Mme LECOUFLE, Maire.- En charge de quoi ?
Mme BORGNA.- Des animaux.
Mme LECOUFLE, Maire.- En charge du bien-être animal…
Mme BORGNA.- Oui.
Mme LECOUFLE, Maire.- Ce n’est pas tout à fait la même chose.
Mme BORGNA.- Oui, le poste de chargé de mission animale, tout à fait.
C’est une remarque, dans la mesure où je suis juste surprise de voir que l’on consacre un temps plein sur un poste en lien avec cette mission. J’aurais souhaité savoir si c’était fléché.
Là aussi, ce sont des choix qui me posent question.
Mme LECOUFLE, Maire.- C’est une volonté de nous occuper du bien-être animal, cela fait aussi partie de notre programme municipal.
Cela concerne énormément de questions notamment sur les abeilles, les animaux des lacs, les renards, mais également le projet de ferme urbaine.
C’est extrêmement vaste.
Pour le moment, cela n’a pas commencé mais nous souhaitons créer ce poste-là.
Y a-t-il d’autres questions ? Madame SIDHOUM.
Mme SIDHOUM.- Très sérieusement, cela nécessite un ETP ?
J’ai plutôt l’impression que cela pourrait être un poste pour une personne qu’on voudrait « mettre au placard ».

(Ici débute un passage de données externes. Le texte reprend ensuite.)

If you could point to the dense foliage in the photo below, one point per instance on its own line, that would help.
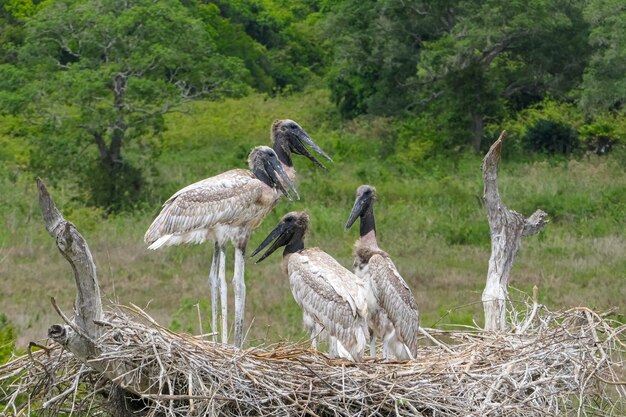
(85, 85)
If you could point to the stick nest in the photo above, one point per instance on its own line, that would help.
(566, 363)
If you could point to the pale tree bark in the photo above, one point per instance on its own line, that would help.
(80, 334)
(506, 228)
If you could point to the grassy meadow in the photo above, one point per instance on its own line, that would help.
(429, 214)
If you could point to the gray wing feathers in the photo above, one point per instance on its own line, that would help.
(309, 279)
(395, 297)
(228, 198)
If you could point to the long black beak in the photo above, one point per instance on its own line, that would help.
(273, 166)
(281, 233)
(299, 147)
(360, 204)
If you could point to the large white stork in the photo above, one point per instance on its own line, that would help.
(225, 207)
(329, 295)
(393, 313)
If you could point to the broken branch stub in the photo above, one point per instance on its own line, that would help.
(80, 334)
(74, 248)
(506, 228)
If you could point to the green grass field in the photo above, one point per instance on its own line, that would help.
(429, 216)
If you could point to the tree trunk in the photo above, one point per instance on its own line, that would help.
(80, 335)
(506, 228)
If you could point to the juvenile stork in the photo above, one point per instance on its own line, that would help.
(225, 207)
(393, 314)
(329, 294)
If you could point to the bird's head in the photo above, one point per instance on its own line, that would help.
(289, 232)
(290, 137)
(264, 164)
(365, 197)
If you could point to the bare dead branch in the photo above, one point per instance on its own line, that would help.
(506, 228)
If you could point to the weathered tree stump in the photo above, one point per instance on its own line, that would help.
(506, 227)
(79, 335)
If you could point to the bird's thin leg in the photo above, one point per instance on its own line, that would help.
(332, 347)
(223, 292)
(214, 290)
(240, 294)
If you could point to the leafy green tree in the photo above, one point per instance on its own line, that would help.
(106, 72)
(280, 41)
(604, 84)
(503, 55)
(376, 45)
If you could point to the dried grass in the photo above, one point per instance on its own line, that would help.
(566, 363)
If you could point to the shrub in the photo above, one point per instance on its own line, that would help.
(7, 339)
(551, 137)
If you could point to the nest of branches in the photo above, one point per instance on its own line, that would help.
(570, 362)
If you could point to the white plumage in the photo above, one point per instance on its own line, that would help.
(226, 207)
(393, 313)
(234, 198)
(331, 297)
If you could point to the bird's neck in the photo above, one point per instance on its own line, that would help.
(293, 247)
(368, 225)
(262, 176)
(281, 147)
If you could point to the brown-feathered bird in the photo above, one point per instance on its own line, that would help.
(225, 207)
(331, 297)
(393, 312)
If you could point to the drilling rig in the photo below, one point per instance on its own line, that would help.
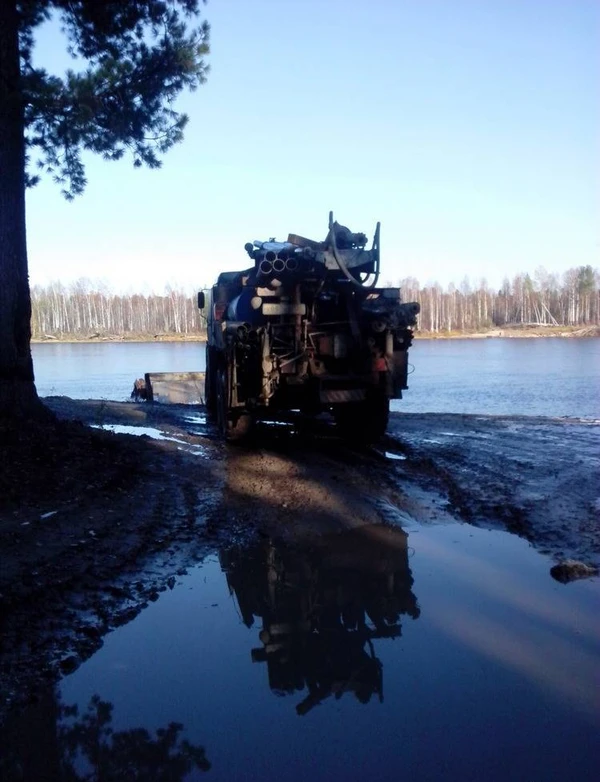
(306, 329)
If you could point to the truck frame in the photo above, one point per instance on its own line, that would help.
(307, 329)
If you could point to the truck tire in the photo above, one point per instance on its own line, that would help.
(364, 422)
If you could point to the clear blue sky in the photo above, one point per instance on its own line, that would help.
(469, 128)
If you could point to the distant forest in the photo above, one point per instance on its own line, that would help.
(84, 309)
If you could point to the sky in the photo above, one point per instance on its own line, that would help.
(469, 128)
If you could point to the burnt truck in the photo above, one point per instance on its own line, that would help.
(305, 328)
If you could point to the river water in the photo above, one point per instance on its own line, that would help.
(543, 376)
(443, 652)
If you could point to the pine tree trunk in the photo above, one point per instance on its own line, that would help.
(18, 397)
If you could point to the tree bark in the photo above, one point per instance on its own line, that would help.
(18, 396)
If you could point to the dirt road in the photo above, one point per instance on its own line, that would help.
(90, 556)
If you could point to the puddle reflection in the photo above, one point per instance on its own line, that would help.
(321, 608)
(55, 741)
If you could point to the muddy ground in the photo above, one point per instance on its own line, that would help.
(95, 524)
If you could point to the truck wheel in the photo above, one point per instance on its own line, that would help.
(364, 422)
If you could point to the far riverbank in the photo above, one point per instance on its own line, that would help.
(506, 332)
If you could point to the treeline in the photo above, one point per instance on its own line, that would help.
(542, 299)
(83, 310)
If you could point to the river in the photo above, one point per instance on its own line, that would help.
(537, 376)
(427, 652)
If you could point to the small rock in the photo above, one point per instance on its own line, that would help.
(571, 570)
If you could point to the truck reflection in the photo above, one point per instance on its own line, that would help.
(321, 608)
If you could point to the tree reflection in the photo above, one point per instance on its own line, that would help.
(322, 607)
(51, 741)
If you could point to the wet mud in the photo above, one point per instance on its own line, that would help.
(77, 566)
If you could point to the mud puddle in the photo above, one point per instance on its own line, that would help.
(446, 652)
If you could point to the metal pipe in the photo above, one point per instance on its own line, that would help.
(265, 267)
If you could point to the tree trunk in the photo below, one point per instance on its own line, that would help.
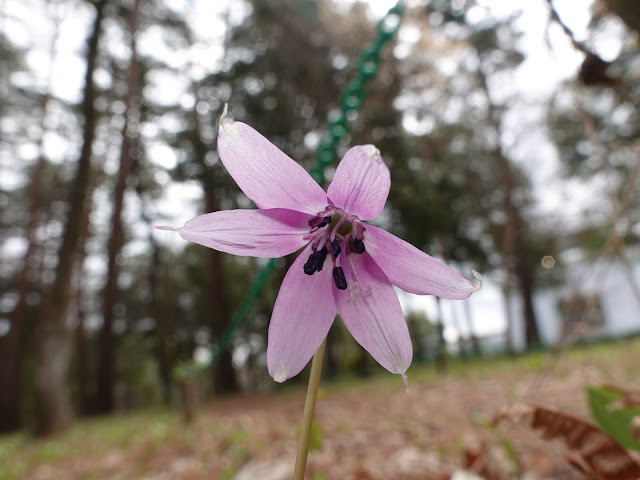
(52, 339)
(224, 375)
(12, 345)
(161, 353)
(106, 345)
(85, 404)
(514, 248)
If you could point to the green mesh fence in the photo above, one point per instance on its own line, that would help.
(352, 100)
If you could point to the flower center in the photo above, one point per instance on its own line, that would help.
(336, 231)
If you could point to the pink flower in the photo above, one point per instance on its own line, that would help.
(347, 266)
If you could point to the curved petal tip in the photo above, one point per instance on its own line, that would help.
(473, 288)
(224, 113)
(281, 374)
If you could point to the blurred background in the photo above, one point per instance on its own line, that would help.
(512, 131)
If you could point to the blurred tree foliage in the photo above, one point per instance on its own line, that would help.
(129, 307)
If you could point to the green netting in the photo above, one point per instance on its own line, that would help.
(352, 99)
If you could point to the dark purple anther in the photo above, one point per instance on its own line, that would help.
(315, 262)
(323, 255)
(336, 247)
(358, 245)
(339, 279)
(325, 221)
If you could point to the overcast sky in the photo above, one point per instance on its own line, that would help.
(546, 64)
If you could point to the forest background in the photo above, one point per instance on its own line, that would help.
(108, 119)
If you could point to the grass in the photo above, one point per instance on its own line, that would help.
(144, 436)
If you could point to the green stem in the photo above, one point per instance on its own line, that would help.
(307, 416)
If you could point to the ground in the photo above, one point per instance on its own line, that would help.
(365, 429)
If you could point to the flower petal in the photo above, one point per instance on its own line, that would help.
(302, 316)
(264, 173)
(371, 311)
(361, 183)
(413, 270)
(257, 233)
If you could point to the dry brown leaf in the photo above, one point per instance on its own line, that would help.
(592, 451)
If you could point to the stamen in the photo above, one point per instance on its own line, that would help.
(339, 278)
(323, 255)
(315, 261)
(358, 245)
(325, 221)
(336, 247)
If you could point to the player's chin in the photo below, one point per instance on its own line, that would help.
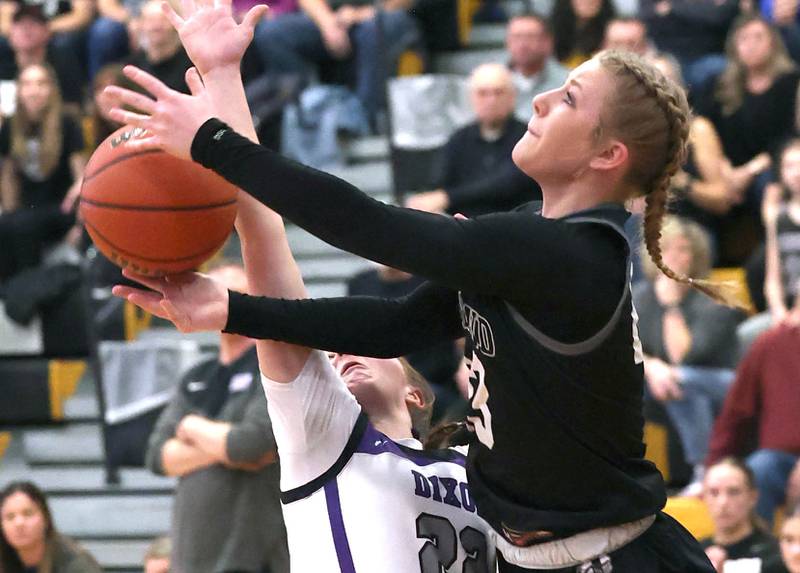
(524, 153)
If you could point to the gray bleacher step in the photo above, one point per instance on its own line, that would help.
(372, 148)
(487, 36)
(92, 481)
(118, 555)
(464, 62)
(206, 340)
(304, 244)
(82, 406)
(373, 178)
(73, 444)
(112, 517)
(335, 267)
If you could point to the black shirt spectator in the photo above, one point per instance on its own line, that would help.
(439, 362)
(763, 121)
(689, 29)
(29, 42)
(479, 176)
(758, 544)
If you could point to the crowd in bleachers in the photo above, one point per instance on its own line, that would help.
(728, 385)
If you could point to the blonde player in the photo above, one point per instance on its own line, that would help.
(359, 492)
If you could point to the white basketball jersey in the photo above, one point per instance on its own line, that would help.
(356, 501)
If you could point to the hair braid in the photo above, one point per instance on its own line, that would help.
(655, 181)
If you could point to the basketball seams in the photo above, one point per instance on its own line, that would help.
(105, 205)
(123, 262)
(119, 159)
(151, 212)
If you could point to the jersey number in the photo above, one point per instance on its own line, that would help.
(479, 395)
(440, 551)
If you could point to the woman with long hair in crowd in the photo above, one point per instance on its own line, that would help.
(689, 342)
(789, 540)
(557, 463)
(578, 28)
(730, 493)
(42, 165)
(30, 542)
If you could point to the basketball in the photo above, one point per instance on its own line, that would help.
(152, 212)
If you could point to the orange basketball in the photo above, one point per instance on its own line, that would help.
(151, 211)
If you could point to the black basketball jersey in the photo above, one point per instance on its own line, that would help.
(558, 419)
(558, 426)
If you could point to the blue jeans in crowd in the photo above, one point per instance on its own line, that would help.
(697, 71)
(771, 469)
(704, 391)
(292, 43)
(108, 42)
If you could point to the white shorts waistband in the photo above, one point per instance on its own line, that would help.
(574, 550)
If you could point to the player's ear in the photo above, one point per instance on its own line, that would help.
(611, 155)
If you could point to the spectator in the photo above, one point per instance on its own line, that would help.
(628, 34)
(216, 436)
(30, 540)
(761, 407)
(157, 558)
(529, 42)
(67, 22)
(478, 176)
(42, 165)
(437, 364)
(161, 52)
(784, 15)
(29, 41)
(578, 27)
(752, 104)
(693, 31)
(110, 34)
(790, 544)
(730, 494)
(689, 341)
(101, 124)
(342, 30)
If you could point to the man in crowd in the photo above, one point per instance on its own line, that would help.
(529, 41)
(478, 175)
(216, 436)
(629, 34)
(161, 52)
(29, 43)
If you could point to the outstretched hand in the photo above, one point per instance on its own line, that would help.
(209, 33)
(193, 302)
(171, 120)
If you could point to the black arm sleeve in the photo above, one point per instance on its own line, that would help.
(365, 326)
(517, 256)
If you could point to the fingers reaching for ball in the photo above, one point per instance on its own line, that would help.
(170, 119)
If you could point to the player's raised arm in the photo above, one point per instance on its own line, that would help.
(196, 302)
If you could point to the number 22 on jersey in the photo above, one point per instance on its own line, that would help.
(479, 396)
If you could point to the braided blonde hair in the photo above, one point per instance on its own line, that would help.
(652, 117)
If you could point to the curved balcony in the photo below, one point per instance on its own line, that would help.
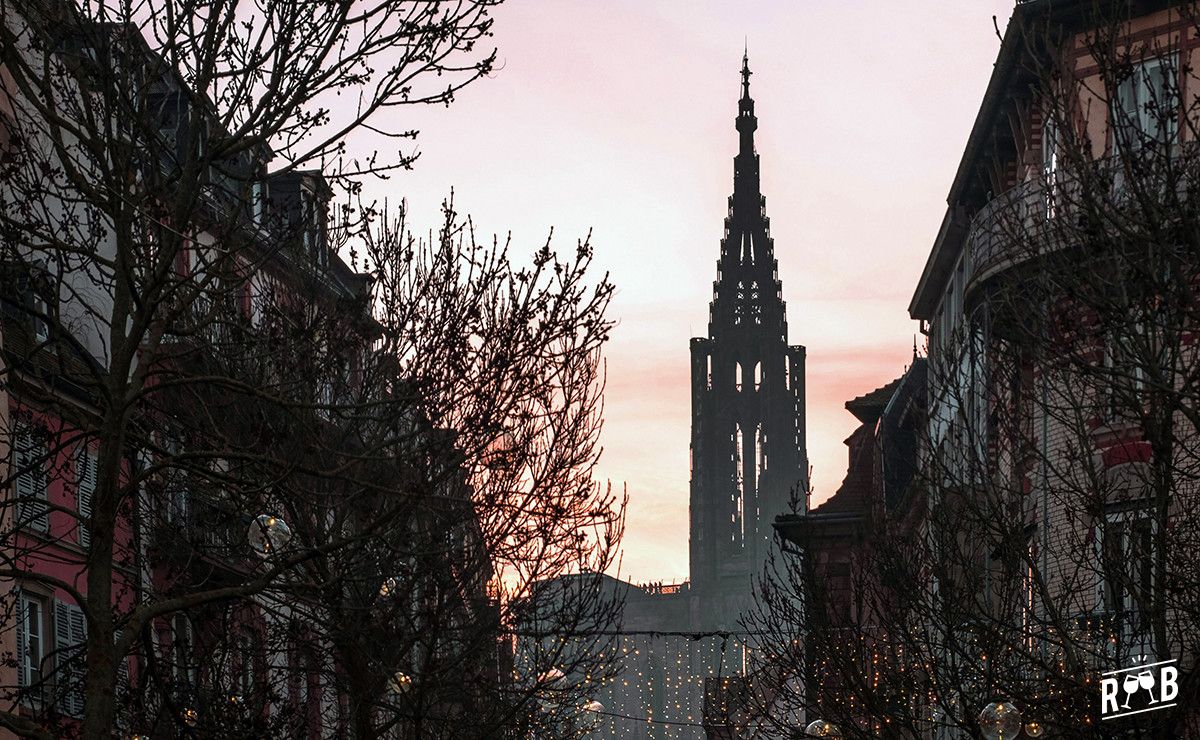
(1009, 230)
(1128, 191)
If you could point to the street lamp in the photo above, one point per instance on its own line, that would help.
(400, 683)
(551, 677)
(1000, 721)
(820, 728)
(268, 534)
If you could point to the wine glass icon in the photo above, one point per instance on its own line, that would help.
(1146, 680)
(1131, 685)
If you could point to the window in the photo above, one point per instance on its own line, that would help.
(178, 485)
(70, 637)
(1125, 373)
(41, 313)
(1050, 164)
(181, 667)
(31, 632)
(85, 487)
(258, 193)
(1146, 106)
(1127, 565)
(246, 667)
(30, 485)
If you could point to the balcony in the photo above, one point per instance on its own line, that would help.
(1007, 232)
(1119, 194)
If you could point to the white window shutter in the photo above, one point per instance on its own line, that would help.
(70, 637)
(22, 679)
(30, 483)
(85, 486)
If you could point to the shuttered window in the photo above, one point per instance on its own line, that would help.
(30, 485)
(85, 487)
(70, 638)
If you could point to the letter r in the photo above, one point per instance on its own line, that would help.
(1108, 693)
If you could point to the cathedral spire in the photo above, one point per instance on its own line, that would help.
(748, 392)
(745, 73)
(747, 124)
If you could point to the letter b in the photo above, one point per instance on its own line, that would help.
(1168, 677)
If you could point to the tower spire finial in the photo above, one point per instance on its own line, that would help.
(745, 71)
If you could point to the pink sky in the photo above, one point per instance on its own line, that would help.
(618, 116)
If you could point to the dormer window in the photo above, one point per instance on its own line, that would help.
(313, 228)
(1146, 104)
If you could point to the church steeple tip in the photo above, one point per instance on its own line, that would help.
(747, 121)
(745, 73)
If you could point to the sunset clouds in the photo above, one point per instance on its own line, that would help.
(618, 116)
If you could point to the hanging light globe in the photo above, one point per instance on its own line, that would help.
(820, 728)
(268, 535)
(190, 716)
(400, 683)
(551, 677)
(388, 587)
(1000, 721)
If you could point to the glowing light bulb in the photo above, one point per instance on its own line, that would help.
(1000, 721)
(400, 683)
(268, 534)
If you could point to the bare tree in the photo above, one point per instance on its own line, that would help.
(1050, 535)
(277, 465)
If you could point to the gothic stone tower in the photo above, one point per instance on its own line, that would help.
(748, 440)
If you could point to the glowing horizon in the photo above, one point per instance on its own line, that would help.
(619, 118)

Sérieusement ! « Rédiger une charte de l’animal en ville ; accueillir les administrés en recherche de conseils et d’orientation sur les questions animales ; penser des événements en lien avec la question animale et la biodiversité ; développer des actions en lien avec la question animale et la biodiversité », très honnêtement, cela nécessite un ETP ?
Mme LECOUFLE, Maire.- Cela nécessite un ETP, Madame, absolument.
Il y a énormément de questions aussi avec les animaux de compagnie qu’il convient de suivre et cela nous occupe beaucoup.PV séance du 8 décembre 2022 : Page 47 sur 47
Peut-être que la question animale ne vous intéresse pas du tout ? Mais je pense que c’est un réel sujet dont il faut nous saisir.
Je vous invite à procéder au vote.
Résultat du vote à main levée :
Abstentions : 2 voix (Mme BORGNA, Mme SIDHOUM)
Mme LECOUFLE, Maire.- Je vous remercie.
DÉCISIONS DU MAIRE ET QUESTIONS DIVERSES
21. Information du Conseil municipal sur les décisions prises par le Maire en application de l’article L.2122-22 du Code général des collectivités territoriales
Mme LECOUFLE, Maire.- Il s’agit de l’information du Conseil municipal sur les décisions prises par le Maire récemment, donc entre septembre 2022 et novembre 2022.
Est-ce que l’une ou l’autre des décisions vous pose question ? Madame BORGNA.
Mme BORGNA.- Au sujet de la décision 2022-241 - contrat CT22011 relatif à la mise en place d’une solution « machine to machine » (M2M) dans le cadre du déploiement du réseau de vidéoprotection, est- il possible d’avoir un peu plus de renseignements sur cette « machine to machine » ?
Mme LECOUFLE, Maire.- Il s’agit d’un logiciel, et non pas d’une machine, qui permet le transfert des données et images entre les caméras, le poste et éventuellement le poste de police nationale.
Avez-vous d’autres questions ? (Réponse négative)
Nous allons donc clore ce Conseil municipal.
Je vous remercie tous pour votre participation et je vous souhaite une très bonne soirée.